Currently, 135,000 pilots and 130,000 mechanics are licensed in the United States. No specific data were available to measure the projected shortfall.
But the supply of skilled workers is likely to shrink as budget cuts lead to a smaller U.S. military, which has been the primary supplier of pilots to the civilian sector since World War II. The military also is making more of an effort to retain its top professionals.
Based on current figures, the Pentagon might be succeeding. Last year, 45 percent of all commercial pilots had received their training from the military, down from 65 percent several years ago.
Commuter airlines, long considered a farm system for their larger brethren, also have been able to hold on to more of their key personnel. Industry experts attribute the shift to the effects of the recession, which has temporarily cooled the airlines' ardor for new hires, and to more attractive financial packages offered by the commuter carriers.
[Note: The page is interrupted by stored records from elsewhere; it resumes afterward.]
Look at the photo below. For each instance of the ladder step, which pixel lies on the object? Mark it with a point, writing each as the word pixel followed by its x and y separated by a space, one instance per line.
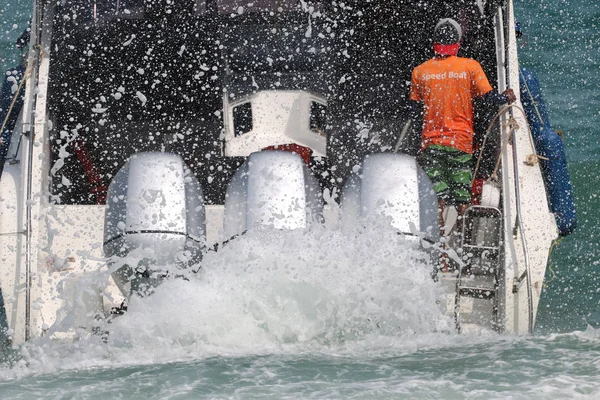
pixel 479 293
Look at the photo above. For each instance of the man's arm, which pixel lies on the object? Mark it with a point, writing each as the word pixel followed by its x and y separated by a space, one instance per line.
pixel 415 109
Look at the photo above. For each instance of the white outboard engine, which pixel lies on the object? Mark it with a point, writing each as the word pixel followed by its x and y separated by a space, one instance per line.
pixel 154 221
pixel 272 188
pixel 393 186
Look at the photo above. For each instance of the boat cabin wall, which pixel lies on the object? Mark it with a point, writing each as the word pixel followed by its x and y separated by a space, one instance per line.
pixel 151 76
pixel 275 117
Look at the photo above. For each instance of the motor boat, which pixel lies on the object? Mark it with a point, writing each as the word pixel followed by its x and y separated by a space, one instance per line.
pixel 151 130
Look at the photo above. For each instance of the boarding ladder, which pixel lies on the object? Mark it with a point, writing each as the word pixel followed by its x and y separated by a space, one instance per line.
pixel 478 278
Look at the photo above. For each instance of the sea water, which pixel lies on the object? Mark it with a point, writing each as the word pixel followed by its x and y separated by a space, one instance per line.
pixel 320 331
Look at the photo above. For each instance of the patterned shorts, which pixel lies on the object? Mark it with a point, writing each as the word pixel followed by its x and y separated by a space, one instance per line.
pixel 450 171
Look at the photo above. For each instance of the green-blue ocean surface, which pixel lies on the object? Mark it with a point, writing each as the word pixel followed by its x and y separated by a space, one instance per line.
pixel 250 330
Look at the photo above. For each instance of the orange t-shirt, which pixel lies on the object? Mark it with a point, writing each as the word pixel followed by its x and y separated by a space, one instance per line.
pixel 447 87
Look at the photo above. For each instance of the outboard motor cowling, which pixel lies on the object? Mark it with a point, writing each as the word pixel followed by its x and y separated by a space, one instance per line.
pixel 393 186
pixel 272 188
pixel 154 220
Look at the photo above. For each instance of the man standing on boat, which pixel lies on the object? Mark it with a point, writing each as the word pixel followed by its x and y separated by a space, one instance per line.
pixel 445 87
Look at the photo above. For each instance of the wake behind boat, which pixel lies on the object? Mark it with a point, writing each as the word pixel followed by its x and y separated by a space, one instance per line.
pixel 151 131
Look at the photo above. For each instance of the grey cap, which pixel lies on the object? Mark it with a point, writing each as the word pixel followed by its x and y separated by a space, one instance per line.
pixel 447 31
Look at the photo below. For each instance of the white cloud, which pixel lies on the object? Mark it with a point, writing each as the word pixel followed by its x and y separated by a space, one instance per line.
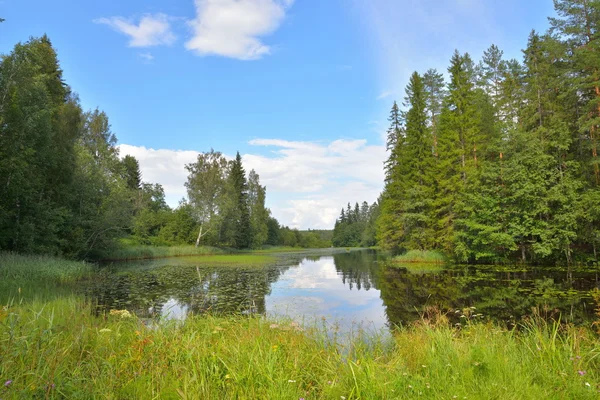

In the go-go 1980s, turnover at some commuter airlines reached as high as 80 percent to 85 percent, according to data from Phaneuf Associates Inc., a Washington consulting company.
Mr. McCain predicted a "short-term glut" in workers as Pentagon budget cuts force military pilots and mechanics to scramble for available private-sector jobs. Once that temporary oversupply is absorbed, however, "There's clearly going to be a smaller pool for the airlines to draw from," he warned.